Senior writer Michael Fletcher at The Undefeated, “ESPN’s platform for exploring the intersections of race, sports, and culture,” shared his perspective on the recent 30th anniversary Nike campaign ad featuring former NFL quarterback, Colin Kaepernick.
During his visit as a guest to the John V. Roach Honors College, he spoke in the studio with TCU360 about the role of journalists and how viewers should approach media regarding the Nike advertisement and the nature of the protests that started the controversy.
Back in 2016, Kaepernick began kneeling during the national anthem at NFL games as a way to protest the social injustices and police brutality being experienced by people of color. He has since been ostracized from the league and has been participating in activism.
Believe in something, even if it means sacrificing everything. #JustDoIt pic.twitter.com/SRWkMIDdaO
— Colin Kaepernick (@Kaepernick7) September 3, 2018
“Our responsibility in the press is to try to go a layer deeper,” Fletcher said. “Often times we use the term ‘social injustice’ and we don’t go further. We don’t really get to ‘what does that mean to you?'”
Injustice, Fletcher said, has lasted in the world and in America as long as time, and a topic like the protest presents an opportunity for the media and journalists to interrogate the issue in an attempt to establish a baseline of facts and reflect different and opposing perspectives accurately.

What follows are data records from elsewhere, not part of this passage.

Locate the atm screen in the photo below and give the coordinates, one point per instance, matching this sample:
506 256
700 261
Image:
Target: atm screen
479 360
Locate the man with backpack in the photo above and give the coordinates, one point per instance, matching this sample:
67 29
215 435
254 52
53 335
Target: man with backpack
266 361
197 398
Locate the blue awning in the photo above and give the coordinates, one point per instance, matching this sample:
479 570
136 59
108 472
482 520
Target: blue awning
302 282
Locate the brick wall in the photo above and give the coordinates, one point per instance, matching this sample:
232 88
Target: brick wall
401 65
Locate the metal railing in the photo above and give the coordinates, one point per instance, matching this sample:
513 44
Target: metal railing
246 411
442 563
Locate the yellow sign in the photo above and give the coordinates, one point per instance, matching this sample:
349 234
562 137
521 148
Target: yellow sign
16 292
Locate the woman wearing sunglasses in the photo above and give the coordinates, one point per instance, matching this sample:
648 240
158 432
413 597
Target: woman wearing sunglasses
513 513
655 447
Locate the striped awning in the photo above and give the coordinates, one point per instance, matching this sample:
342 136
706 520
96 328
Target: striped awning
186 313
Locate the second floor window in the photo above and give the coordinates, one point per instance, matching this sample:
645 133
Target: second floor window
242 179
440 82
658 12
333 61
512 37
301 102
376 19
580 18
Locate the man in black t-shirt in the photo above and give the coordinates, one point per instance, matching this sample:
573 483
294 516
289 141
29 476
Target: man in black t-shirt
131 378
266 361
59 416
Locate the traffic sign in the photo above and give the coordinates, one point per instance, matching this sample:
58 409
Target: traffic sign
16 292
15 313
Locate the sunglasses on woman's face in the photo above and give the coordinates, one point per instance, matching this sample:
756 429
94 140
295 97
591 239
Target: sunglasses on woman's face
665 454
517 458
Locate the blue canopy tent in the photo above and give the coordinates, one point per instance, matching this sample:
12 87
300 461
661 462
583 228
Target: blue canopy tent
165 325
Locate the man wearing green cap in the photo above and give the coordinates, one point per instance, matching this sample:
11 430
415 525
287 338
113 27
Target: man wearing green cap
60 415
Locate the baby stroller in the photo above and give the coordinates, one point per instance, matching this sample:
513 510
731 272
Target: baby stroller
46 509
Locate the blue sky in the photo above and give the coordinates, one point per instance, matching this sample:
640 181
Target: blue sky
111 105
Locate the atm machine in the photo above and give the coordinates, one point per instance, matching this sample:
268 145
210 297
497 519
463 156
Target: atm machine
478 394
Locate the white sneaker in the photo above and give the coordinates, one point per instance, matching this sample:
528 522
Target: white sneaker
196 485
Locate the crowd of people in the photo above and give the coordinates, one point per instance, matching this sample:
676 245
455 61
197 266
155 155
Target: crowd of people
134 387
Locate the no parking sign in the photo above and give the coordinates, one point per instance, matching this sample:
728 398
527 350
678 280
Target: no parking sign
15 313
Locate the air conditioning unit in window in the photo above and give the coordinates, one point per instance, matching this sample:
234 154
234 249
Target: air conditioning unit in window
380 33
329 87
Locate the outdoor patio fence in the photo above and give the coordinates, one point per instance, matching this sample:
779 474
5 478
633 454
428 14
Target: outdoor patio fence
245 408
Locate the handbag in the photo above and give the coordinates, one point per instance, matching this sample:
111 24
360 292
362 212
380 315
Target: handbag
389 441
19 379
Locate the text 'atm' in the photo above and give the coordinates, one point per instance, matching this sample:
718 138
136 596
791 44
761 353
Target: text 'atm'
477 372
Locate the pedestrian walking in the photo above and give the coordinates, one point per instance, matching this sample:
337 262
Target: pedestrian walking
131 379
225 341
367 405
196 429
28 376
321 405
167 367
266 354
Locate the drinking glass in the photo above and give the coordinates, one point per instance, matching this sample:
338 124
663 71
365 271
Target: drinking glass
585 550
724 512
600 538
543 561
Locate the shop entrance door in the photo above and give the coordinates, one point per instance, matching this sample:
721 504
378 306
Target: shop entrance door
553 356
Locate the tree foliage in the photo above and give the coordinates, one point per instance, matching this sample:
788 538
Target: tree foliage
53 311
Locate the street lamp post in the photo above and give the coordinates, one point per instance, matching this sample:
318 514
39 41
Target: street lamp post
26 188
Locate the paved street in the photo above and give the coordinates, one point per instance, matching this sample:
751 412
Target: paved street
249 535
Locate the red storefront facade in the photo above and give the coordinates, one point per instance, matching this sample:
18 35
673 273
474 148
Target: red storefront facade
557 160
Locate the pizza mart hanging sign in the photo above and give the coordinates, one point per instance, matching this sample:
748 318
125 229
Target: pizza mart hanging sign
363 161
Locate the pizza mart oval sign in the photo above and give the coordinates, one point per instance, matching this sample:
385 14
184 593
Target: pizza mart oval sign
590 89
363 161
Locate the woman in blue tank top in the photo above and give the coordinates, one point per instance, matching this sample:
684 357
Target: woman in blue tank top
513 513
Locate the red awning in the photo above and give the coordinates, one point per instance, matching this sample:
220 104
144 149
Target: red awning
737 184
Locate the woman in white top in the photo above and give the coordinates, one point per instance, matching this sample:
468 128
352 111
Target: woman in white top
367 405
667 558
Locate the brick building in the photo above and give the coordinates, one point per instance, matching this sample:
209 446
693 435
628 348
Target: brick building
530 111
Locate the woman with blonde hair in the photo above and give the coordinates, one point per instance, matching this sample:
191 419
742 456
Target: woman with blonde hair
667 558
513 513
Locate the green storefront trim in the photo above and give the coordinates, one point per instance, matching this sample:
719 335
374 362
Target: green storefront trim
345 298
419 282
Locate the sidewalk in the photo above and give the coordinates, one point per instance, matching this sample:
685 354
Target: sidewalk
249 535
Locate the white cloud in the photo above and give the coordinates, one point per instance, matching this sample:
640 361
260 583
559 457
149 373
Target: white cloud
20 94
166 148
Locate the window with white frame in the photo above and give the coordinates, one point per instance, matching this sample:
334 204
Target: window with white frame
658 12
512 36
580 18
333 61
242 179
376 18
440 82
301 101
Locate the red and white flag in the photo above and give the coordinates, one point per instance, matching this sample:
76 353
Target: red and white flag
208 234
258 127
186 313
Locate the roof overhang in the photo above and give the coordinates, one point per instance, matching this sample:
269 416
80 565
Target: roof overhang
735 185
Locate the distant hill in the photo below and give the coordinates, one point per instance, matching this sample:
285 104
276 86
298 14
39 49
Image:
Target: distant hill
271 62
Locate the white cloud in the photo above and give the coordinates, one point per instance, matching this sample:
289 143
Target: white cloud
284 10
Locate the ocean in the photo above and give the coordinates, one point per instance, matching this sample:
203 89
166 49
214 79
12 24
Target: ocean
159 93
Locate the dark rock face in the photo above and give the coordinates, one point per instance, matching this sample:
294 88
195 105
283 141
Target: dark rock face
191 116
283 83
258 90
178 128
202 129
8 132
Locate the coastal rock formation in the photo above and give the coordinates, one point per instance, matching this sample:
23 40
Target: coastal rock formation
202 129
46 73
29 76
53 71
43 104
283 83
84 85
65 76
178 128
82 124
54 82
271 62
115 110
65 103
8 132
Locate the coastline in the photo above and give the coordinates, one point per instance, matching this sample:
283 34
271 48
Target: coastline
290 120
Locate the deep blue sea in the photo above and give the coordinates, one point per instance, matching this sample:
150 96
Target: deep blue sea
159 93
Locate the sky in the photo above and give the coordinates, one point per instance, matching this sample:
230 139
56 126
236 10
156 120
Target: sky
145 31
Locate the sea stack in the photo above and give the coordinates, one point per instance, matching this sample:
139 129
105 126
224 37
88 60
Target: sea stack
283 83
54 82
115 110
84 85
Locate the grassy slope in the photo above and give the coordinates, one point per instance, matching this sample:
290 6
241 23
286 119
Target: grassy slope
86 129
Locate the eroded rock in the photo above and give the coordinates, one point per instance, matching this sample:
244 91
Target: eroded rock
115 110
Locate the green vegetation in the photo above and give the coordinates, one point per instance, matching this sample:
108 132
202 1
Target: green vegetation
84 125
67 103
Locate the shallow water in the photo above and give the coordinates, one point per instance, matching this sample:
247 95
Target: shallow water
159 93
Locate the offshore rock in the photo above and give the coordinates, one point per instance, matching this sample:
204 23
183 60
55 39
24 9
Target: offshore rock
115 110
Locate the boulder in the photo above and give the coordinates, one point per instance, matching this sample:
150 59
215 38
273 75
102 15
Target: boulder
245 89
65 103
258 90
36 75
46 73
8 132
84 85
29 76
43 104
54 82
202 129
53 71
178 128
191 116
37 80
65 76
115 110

“We need to understand the history of civil rights,” Fletcher said. “When I try to write about these issues, I try to reflect the incredible progress that we’ve seen in this country while at the same time, reflect the long way we still have to go.”
This is why he thinks it was such a big deal that President Trump got involved, giving his input at a 2017 rally famously saying “get that SOB off the field right now.”
“I think the president has misframed it,” he said. “It’s become kind of the dominant narrative in the country that somehow people kneeling during the national anthem is a disrespectful act when the president has said that and a lot of people now believe that – even though it’s not intended that way.”
Fletcher considers this moment to be where a lot of people forgot what the protest was all about, leading many people to take an aggressive stance on both sides without a proper understanding of the issue.
“The idea isn’t just to kneel because it makes everyone uncomfortable, the idea is to kneel to bring attention to a problem that you feel is not being addressed urgently enough,” Fletcher said. “But now people forget why this all started.”
Fletcher said it is this narrative that gives power to individuals on both sides to go against each other so passionately and aggressively, often using very hateful language toward each other.
“You have this heightened moment in America because you have a president who rightfully or wrongly stokes racial passions on both sides and people seem free to express negative views about one another,” Fletcher said.
Regarding of how the ad is politically received by viewers, Fletcher believes the campaign itself is just another way Nike sought to capitalize on making more sells.
“Nike likes that kind of badge, if you will, with a little bit of edginess in their ad campaigns,” he said. “This is what Nike is in the business of – a ploy to sell sneakers and sporting goods.”